STORY BY COURTNEY FISHMAN
The Times-Delphic serves as an open forum for students, faculty, administrators and the Drake neighborhood. We have always encouraged the insight of our readers and are committed to fostering intelligent conversation about the content published in our weekly paper.
This concept was recently put to the test when a reader questioned the printing of an advertisement in our publication. The question became a learning moment for me, as well as my staff, as our knowledge of media law and First Amendment rights was tested.
While a student publication does not legally operate under the First Amendment, The Times-Delphic functions under this standard as staff writers and editors transition into the professional world of journalism.
Mark Kende, director of the Constitutional Law Center at Drake University, said the United States tends to stray from censorship in lieu of counter speech.
The Times-Delphic, too, embraces this idea through free and open expression in all four sections of the publication, including advertisements. We feel this principle contributes to a marketplace of ideas in order to educate students and readers about certain issues.
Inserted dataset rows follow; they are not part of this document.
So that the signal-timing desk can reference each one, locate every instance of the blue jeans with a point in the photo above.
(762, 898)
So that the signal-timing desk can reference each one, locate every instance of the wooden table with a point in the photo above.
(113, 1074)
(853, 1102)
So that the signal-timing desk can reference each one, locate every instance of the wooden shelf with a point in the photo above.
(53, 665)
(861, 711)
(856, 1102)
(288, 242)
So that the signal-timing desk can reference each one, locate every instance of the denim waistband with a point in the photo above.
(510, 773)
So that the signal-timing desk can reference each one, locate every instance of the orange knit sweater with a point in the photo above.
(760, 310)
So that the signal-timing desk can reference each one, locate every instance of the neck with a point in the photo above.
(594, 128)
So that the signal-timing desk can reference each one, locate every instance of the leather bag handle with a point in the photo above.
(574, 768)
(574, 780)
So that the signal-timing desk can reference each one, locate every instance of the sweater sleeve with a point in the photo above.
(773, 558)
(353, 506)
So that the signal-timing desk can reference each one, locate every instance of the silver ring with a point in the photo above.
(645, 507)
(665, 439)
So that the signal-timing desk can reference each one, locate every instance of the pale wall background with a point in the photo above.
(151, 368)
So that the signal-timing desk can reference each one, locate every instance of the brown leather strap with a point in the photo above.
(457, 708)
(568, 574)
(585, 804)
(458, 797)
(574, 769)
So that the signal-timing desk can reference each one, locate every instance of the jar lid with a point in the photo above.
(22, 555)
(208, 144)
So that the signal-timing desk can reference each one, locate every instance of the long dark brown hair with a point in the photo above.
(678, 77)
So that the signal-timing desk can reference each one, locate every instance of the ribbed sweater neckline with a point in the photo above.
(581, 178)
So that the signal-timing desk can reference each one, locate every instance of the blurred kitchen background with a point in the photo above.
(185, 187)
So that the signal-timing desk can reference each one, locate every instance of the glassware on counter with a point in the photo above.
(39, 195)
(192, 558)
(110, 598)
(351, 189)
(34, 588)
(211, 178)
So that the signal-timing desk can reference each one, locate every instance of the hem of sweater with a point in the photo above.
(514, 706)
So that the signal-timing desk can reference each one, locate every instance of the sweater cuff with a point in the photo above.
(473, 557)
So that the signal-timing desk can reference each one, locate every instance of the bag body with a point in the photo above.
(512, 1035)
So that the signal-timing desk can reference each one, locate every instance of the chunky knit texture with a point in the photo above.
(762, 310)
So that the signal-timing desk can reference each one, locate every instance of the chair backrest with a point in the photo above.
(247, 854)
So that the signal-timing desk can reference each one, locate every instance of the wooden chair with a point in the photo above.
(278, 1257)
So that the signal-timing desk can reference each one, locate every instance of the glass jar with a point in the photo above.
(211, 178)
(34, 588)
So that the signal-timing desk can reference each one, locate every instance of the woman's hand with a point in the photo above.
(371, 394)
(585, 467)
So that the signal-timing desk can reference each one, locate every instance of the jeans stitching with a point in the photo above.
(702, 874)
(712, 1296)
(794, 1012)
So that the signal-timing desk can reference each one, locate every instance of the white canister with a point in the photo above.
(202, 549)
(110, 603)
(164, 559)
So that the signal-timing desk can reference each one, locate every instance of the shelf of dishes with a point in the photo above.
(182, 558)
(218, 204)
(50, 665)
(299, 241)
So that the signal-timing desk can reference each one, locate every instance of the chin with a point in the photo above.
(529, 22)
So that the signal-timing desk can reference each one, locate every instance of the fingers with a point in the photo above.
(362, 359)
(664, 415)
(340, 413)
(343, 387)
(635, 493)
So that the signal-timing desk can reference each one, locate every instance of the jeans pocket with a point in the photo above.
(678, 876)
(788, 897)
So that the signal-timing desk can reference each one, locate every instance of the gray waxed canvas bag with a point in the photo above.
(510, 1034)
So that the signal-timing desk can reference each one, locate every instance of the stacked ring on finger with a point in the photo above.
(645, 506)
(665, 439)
Last September, the case Educational Media Company v. Insley reached the Supreme Court, which ruled in favor of two student newspapers, The Cavalier Daily and Collegiate Times, to print alcohol-related ads in their respective publications.
The Times-Delphic holds a content-neutral stance on print ads and welcomes the publication of all advertisements, unless the ad promotes illegal activity.
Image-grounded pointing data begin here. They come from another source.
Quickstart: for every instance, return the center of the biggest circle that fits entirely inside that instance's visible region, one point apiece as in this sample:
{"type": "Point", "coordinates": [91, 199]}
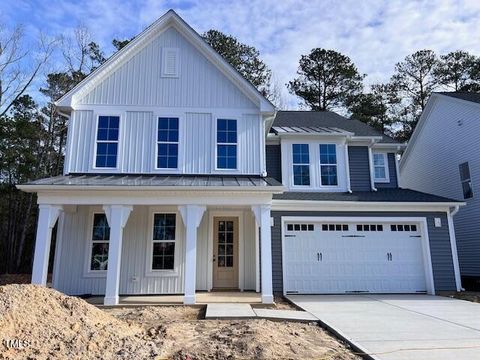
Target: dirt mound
{"type": "Point", "coordinates": [53, 325]}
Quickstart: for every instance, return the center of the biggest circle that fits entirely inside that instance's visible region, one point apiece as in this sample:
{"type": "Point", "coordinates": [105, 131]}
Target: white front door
{"type": "Point", "coordinates": [349, 257]}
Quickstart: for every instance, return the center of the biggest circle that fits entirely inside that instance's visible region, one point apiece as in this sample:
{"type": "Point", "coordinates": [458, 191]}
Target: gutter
{"type": "Point", "coordinates": [239, 189]}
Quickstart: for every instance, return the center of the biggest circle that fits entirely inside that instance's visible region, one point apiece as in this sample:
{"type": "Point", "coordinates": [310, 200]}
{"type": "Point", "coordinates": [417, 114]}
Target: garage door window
{"type": "Point", "coordinates": [334, 227]}
{"type": "Point", "coordinates": [369, 227]}
{"type": "Point", "coordinates": [300, 227]}
{"type": "Point", "coordinates": [403, 227]}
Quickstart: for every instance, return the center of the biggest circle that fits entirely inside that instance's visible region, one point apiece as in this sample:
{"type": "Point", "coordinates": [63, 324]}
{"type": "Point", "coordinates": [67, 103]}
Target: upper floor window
{"type": "Point", "coordinates": [328, 164]}
{"type": "Point", "coordinates": [100, 241]}
{"type": "Point", "coordinates": [226, 144]}
{"type": "Point", "coordinates": [167, 143]}
{"type": "Point", "coordinates": [466, 180]}
{"type": "Point", "coordinates": [380, 167]}
{"type": "Point", "coordinates": [301, 164]}
{"type": "Point", "coordinates": [107, 141]}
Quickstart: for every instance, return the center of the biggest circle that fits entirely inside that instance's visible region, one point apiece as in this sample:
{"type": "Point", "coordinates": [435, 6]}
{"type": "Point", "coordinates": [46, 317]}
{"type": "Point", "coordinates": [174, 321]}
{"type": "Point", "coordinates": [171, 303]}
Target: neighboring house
{"type": "Point", "coordinates": [443, 158]}
{"type": "Point", "coordinates": [165, 189]}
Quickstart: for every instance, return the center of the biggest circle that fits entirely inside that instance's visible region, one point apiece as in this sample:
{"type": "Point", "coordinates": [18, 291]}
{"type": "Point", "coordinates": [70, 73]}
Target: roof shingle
{"type": "Point", "coordinates": [327, 119]}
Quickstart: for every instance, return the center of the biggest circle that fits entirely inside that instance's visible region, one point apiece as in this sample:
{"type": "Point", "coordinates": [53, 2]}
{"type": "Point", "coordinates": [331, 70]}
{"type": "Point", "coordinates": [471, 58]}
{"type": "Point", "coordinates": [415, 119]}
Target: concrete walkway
{"type": "Point", "coordinates": [400, 327]}
{"type": "Point", "coordinates": [245, 311]}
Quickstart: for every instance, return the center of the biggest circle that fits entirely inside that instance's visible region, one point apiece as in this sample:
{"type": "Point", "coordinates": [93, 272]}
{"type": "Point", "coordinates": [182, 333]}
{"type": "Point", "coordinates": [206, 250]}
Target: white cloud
{"type": "Point", "coordinates": [375, 34]}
“Publications have a First Amendment right to protect advertisements that are legal for your audience to use,” said Frank LoMonte, executive director of the Student Press Law Center.
Under the Educational Media Company v. Insley Case, alcoholic ads were deemed acceptable for publication because the majority of readers can legally consume alcoholic beverages.
While The Times-Delphic openly accepts advertisements, I ask that you the reader act as a responsible and informed individual.
“There is no liability or responsibility if the claims of the advertisement turn out to be false,” LoMonte said.
If you have questions, ask them. If you are unhappy with the content published, then submit a letter to the editor. An open dialogue is necessary to ensure The Times-Delphic produces robust content, open to interpretation and welcome to continued conversation.